Italy: Letta wins Siena by-election, securing PD party leadership
Siena: The leader of Italy’s centre-left Democratic Party (PD) Enrico Letta has comfortably won a parliamentary by-election in Siena, final results showed, strengthening his position as party chief.
Letta had said he would resign from the PD leadership if he was defeated in the vote on Sunday and Monday, so the outcome carried political repercussions far outside the Tuscan city, home of troubled lender Monte dei Paschi (MPS) (BMPS.MI).
Letta took 50% of the vote, compared with 38% for his centre-right rival Tommaso Marrocchesi Marzi, a local winemaker.
“We won by campaigning on the ground, not on Twitter or in high-brow conferences,” Letta told reporters, thanking all the smaller parties that had backed his campaign.
Letta in March gave up an academic career in Paris to head up the PD and took advantage of the vacant seat in Siena to try to win a place in parliament.
Siena is a traditional centre-left stronghold but his decision was still considered risky because the demise of MPS, the biggest local employer, has been widely blamed on the PD’s interference in the way the bank was managed.
The city of Siena, which covers a smaller area than the parliamentary constituency, has had a centre-right mayor since 2018.
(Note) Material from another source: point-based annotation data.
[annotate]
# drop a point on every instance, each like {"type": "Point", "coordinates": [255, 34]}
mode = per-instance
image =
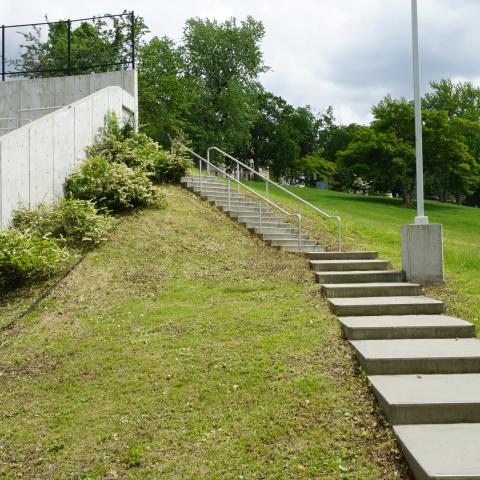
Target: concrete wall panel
{"type": "Point", "coordinates": [14, 172]}
{"type": "Point", "coordinates": [70, 89]}
{"type": "Point", "coordinates": [100, 105]}
{"type": "Point", "coordinates": [83, 129]}
{"type": "Point", "coordinates": [29, 100]}
{"type": "Point", "coordinates": [41, 161]}
{"type": "Point", "coordinates": [63, 148]}
{"type": "Point", "coordinates": [36, 158]}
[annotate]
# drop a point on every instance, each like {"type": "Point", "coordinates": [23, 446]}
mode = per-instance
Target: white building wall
{"type": "Point", "coordinates": [36, 158]}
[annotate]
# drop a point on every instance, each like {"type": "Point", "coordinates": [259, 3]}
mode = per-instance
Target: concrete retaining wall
{"type": "Point", "coordinates": [22, 101]}
{"type": "Point", "coordinates": [36, 158]}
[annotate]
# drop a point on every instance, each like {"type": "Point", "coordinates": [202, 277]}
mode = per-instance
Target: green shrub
{"type": "Point", "coordinates": [25, 258]}
{"type": "Point", "coordinates": [113, 186]}
{"type": "Point", "coordinates": [138, 151]}
{"type": "Point", "coordinates": [77, 221]}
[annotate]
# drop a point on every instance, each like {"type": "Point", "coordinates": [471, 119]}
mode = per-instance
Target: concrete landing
{"type": "Point", "coordinates": [424, 356]}
{"type": "Point", "coordinates": [390, 327]}
{"type": "Point", "coordinates": [403, 305]}
{"type": "Point", "coordinates": [414, 399]}
{"type": "Point", "coordinates": [447, 452]}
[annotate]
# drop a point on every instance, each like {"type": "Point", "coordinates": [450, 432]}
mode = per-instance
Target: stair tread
{"type": "Point", "coordinates": [448, 451]}
{"type": "Point", "coordinates": [418, 348]}
{"type": "Point", "coordinates": [428, 389]}
{"type": "Point", "coordinates": [375, 321]}
{"type": "Point", "coordinates": [369, 284]}
{"type": "Point", "coordinates": [411, 300]}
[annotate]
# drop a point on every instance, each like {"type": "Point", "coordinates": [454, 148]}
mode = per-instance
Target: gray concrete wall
{"type": "Point", "coordinates": [36, 158]}
{"type": "Point", "coordinates": [22, 101]}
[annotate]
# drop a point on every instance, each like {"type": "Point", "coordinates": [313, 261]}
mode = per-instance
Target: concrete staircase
{"type": "Point", "coordinates": [267, 224]}
{"type": "Point", "coordinates": [423, 365]}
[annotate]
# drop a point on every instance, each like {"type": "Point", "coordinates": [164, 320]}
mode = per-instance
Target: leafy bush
{"type": "Point", "coordinates": [171, 167]}
{"type": "Point", "coordinates": [77, 221]}
{"type": "Point", "coordinates": [138, 151]}
{"type": "Point", "coordinates": [25, 258]}
{"type": "Point", "coordinates": [113, 186]}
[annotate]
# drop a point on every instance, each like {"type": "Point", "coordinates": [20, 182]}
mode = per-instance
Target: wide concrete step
{"type": "Point", "coordinates": [366, 276]}
{"type": "Point", "coordinates": [414, 399]}
{"type": "Point", "coordinates": [389, 327]}
{"type": "Point", "coordinates": [441, 451]}
{"type": "Point", "coordinates": [379, 289]}
{"type": "Point", "coordinates": [423, 356]}
{"type": "Point", "coordinates": [343, 307]}
{"type": "Point", "coordinates": [354, 255]}
{"type": "Point", "coordinates": [348, 265]}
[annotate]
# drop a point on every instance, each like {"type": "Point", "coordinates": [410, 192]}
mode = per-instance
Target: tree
{"type": "Point", "coordinates": [166, 95]}
{"type": "Point", "coordinates": [224, 59]}
{"type": "Point", "coordinates": [92, 44]}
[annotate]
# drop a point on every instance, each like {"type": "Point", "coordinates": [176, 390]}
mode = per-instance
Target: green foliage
{"type": "Point", "coordinates": [77, 221]}
{"type": "Point", "coordinates": [112, 186]}
{"type": "Point", "coordinates": [92, 44]}
{"type": "Point", "coordinates": [25, 258]}
{"type": "Point", "coordinates": [307, 170]}
{"type": "Point", "coordinates": [140, 152]}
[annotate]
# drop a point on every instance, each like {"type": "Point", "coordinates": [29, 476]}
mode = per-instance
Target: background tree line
{"type": "Point", "coordinates": [207, 88]}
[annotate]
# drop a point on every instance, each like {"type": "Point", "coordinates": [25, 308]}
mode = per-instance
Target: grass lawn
{"type": "Point", "coordinates": [184, 348]}
{"type": "Point", "coordinates": [375, 223]}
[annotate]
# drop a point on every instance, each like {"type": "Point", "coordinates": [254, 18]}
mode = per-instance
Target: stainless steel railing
{"type": "Point", "coordinates": [231, 178]}
{"type": "Point", "coordinates": [299, 200]}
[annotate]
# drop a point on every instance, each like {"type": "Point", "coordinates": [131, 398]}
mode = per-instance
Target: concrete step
{"type": "Point", "coordinates": [350, 290]}
{"type": "Point", "coordinates": [446, 451]}
{"type": "Point", "coordinates": [267, 230]}
{"type": "Point", "coordinates": [348, 265]}
{"type": "Point", "coordinates": [304, 249]}
{"type": "Point", "coordinates": [250, 220]}
{"type": "Point", "coordinates": [423, 356]}
{"type": "Point", "coordinates": [292, 243]}
{"type": "Point", "coordinates": [255, 227]}
{"type": "Point", "coordinates": [390, 327]}
{"type": "Point", "coordinates": [414, 399]}
{"type": "Point", "coordinates": [367, 276]}
{"type": "Point", "coordinates": [420, 305]}
{"type": "Point", "coordinates": [283, 236]}
{"type": "Point", "coordinates": [343, 256]}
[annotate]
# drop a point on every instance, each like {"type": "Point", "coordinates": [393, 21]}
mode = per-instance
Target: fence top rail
{"type": "Point", "coordinates": [100, 17]}
{"type": "Point", "coordinates": [242, 184]}
{"type": "Point", "coordinates": [300, 199]}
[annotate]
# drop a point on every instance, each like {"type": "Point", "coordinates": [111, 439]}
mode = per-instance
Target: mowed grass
{"type": "Point", "coordinates": [375, 223]}
{"type": "Point", "coordinates": [185, 348]}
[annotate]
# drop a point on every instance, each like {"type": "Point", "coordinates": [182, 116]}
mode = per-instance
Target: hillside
{"type": "Point", "coordinates": [186, 348]}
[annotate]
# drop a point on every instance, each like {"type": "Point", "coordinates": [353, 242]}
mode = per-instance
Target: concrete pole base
{"type": "Point", "coordinates": [422, 253]}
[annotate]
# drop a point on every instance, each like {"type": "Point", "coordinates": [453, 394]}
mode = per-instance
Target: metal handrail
{"type": "Point", "coordinates": [267, 180]}
{"type": "Point", "coordinates": [267, 201]}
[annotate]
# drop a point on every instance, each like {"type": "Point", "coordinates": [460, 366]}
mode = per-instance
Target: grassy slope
{"type": "Point", "coordinates": [185, 348]}
{"type": "Point", "coordinates": [375, 223]}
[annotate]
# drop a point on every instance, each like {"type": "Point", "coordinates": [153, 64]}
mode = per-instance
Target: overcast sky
{"type": "Point", "coordinates": [344, 53]}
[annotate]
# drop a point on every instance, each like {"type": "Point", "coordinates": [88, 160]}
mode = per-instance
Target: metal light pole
{"type": "Point", "coordinates": [420, 219]}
The Italian Treasury took control of MPS in 2017 after a 5.4 billion euro ($6.27 billion) bailout but committed to returning the world’s oldest bank to private hands by mid-2022 at the latest.
It is now trying to broker a deal with UniCredit (CRDI.MI) to buy “selected parts” of MPS.
People close to the slow-moving talks have said that any breakthrough was unlikely before the by-election in Siena. read more
Pier Carlo Padoan – the economy minister who led the MPS rescue operation – gave up the Siena seat last November after being appointed chairman of UniCredit.